Did you come to Harvard to focus on LGBT issues?
SH: Almost every member of our board spent their 1L summer at an LGBT-related job. We, on the other hand, didn’t.
JD: I was at a firm last summer and I’ll be going back. But that said, I would like to maintain some kind of work in LGBT issues
SH: I came in having done very little LGBT work in college and my graduation year was 2012. I went to Duke, and my lovely state, before my graduation, gave me a graduation gift of passing the marriage amendment, which defined marriage as between a man and a woman. So I came to HLS really wanting to get more involved.

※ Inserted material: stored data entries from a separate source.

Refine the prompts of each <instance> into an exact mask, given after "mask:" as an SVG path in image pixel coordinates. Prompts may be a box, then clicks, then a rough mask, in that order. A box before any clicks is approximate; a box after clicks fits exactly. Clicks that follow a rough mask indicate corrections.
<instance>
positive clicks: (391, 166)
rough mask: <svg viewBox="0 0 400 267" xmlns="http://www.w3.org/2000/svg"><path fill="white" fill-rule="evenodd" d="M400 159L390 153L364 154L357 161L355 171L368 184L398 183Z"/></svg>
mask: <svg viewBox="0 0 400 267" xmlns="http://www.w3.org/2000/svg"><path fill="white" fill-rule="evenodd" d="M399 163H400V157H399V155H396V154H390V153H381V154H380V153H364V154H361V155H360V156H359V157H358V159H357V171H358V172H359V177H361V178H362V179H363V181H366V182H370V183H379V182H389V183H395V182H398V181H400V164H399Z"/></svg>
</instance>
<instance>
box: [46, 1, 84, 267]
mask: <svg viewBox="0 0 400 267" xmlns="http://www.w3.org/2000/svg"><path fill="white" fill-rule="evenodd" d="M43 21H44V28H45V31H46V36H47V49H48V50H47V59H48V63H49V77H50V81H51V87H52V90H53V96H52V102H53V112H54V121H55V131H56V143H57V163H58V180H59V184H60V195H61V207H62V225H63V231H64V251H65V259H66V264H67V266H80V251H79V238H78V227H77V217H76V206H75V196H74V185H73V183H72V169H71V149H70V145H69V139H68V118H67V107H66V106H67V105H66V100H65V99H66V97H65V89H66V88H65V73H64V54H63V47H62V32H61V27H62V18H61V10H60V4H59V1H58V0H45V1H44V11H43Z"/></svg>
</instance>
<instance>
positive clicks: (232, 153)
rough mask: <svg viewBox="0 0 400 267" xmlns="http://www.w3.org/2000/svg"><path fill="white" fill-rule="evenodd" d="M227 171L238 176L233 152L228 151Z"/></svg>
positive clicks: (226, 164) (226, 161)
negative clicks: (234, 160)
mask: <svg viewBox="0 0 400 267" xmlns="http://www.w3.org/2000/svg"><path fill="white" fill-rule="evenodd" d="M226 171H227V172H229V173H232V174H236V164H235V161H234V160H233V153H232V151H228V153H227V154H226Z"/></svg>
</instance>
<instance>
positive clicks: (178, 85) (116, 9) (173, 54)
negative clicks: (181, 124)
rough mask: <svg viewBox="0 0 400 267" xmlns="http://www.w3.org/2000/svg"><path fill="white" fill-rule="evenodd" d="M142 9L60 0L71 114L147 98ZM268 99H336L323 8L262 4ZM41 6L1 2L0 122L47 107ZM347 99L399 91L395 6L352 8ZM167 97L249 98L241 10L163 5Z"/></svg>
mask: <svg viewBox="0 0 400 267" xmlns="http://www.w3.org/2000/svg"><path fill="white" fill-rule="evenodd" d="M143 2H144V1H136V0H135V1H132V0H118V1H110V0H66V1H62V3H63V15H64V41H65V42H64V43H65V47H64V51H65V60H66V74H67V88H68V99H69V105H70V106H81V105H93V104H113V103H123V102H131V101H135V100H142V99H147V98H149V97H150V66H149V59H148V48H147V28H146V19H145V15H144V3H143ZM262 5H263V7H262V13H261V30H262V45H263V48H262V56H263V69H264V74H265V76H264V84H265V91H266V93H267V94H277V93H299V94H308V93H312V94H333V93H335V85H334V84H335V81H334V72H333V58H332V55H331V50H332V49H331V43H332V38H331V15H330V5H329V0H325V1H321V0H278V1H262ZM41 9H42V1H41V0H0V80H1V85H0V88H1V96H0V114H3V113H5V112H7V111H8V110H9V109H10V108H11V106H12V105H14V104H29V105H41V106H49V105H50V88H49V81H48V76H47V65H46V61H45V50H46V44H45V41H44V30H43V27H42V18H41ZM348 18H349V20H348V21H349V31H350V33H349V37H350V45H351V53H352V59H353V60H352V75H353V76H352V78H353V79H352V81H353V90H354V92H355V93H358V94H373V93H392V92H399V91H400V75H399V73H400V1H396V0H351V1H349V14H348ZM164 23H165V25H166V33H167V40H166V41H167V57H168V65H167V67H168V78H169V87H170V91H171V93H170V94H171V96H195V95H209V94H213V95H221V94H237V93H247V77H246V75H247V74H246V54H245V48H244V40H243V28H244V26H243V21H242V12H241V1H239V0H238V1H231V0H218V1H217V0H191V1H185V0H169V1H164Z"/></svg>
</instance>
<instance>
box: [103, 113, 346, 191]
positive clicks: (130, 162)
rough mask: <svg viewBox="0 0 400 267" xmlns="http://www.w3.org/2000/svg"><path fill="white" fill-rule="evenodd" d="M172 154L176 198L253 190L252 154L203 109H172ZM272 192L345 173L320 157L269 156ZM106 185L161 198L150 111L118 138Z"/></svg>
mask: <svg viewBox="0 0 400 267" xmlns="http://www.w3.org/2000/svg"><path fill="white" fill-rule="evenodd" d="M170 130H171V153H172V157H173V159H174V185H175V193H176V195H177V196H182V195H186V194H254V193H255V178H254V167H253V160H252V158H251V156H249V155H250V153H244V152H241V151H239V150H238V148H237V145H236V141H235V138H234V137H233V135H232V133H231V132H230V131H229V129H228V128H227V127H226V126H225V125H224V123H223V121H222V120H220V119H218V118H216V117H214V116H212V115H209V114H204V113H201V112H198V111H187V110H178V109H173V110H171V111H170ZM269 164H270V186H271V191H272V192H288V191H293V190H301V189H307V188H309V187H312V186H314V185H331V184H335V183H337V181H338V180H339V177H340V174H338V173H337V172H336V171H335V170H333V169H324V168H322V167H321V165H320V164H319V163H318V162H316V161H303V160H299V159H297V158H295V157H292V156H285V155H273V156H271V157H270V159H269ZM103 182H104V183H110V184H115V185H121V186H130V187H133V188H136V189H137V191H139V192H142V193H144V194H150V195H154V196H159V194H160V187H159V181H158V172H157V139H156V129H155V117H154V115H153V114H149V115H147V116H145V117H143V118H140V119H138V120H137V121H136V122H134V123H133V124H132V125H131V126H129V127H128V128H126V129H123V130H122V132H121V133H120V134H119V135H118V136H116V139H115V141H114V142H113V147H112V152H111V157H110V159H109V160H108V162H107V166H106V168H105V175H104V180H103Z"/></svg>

I was impressed with how many of our colloquium participants were HLS alumni, how many are actively involved in doing really great things in the LGBT movement.
Isn’t being able to make this kind of choice —to work wherever you want—a large part of what achieving equality is about?
JD: This is where we owe Jóse Gómez a debt of gratitude. Those efforts made the environment such that today it’s pretty much a plus to be LGBT in terms of firm recruitment. Firms pride themselves on their diversity ranking and their efforts in retaining the best talent.
SH: Even on a more local level at HLS, whether or not your dream career is LGBT litigation, you feel safe coming to Lambda, being out at the law school. Whether you’re interested in a firm, government, direct services, impact litigation. We have members who want to do public service that is not LGBT-related. You can do anything and you can be out while you’re doing it.
What do you think is the next frontier for LGBT rights?
JD: Some things that have been around still need to be addressed. ENDA [the Employment Non-Discrimination Act], for example. It’s been introduced nearly every Congress for the last 20 years or so and has gotten nowhere, which is a travesty.
Other than that, a lot of people could use some education on trans issues, and that includes people at Lambda and here at HLS. People aren’t transphobic or anything of that nature, but it would be great to have more conversation about what the trans community needs.
SH: And with respect to the next frontier for LGBTQ at HLS, we’re always working for greater inclusion. One of the things that most impressed me was that our co-presidents last year were a bisexual, Asian female and an Indian gay guy. Coming from the south, gay groups were run by a bunch of white men, and they were all gay. No one was bi, no one was trans and no one was a minority. Whereas here it’s odd that we have two male presidents this particular year.
A lot of the gay rights movement of the last 35 years has focused on very discrete legal goals and accomplishments. When it comes to trans issues, do you think the obstacles are mostly legal or cultural?
JD: I think it’s a mix, but I think that was true of the marriage equality movement as well. To get to the point where we can have the legal rights of marriage, there had to be a social, cultural change and understanding. It took people coming out to their families to change minds and hearts and get people behind the idea of equality for all.
To a similar degree I think the same thing has to happen with trans. Part of it is numbers—the visibility isn’t as high for the trans community. But more people are talking about it and it’s getting profiled in the media. Once there’s this cultural mainstreaming, that will be a big part of it. But we are seeing some results. It’s interesting that the trans community in a few categories has done better or has advanced faster than the LGB community. Some courts have ruled that transgender people can have their claims upheld under Title VII sex discrimination, while sexual orientation isn’t widely recognized as such. There are some creative arguments that are made that work better for the trans community than the LGB community.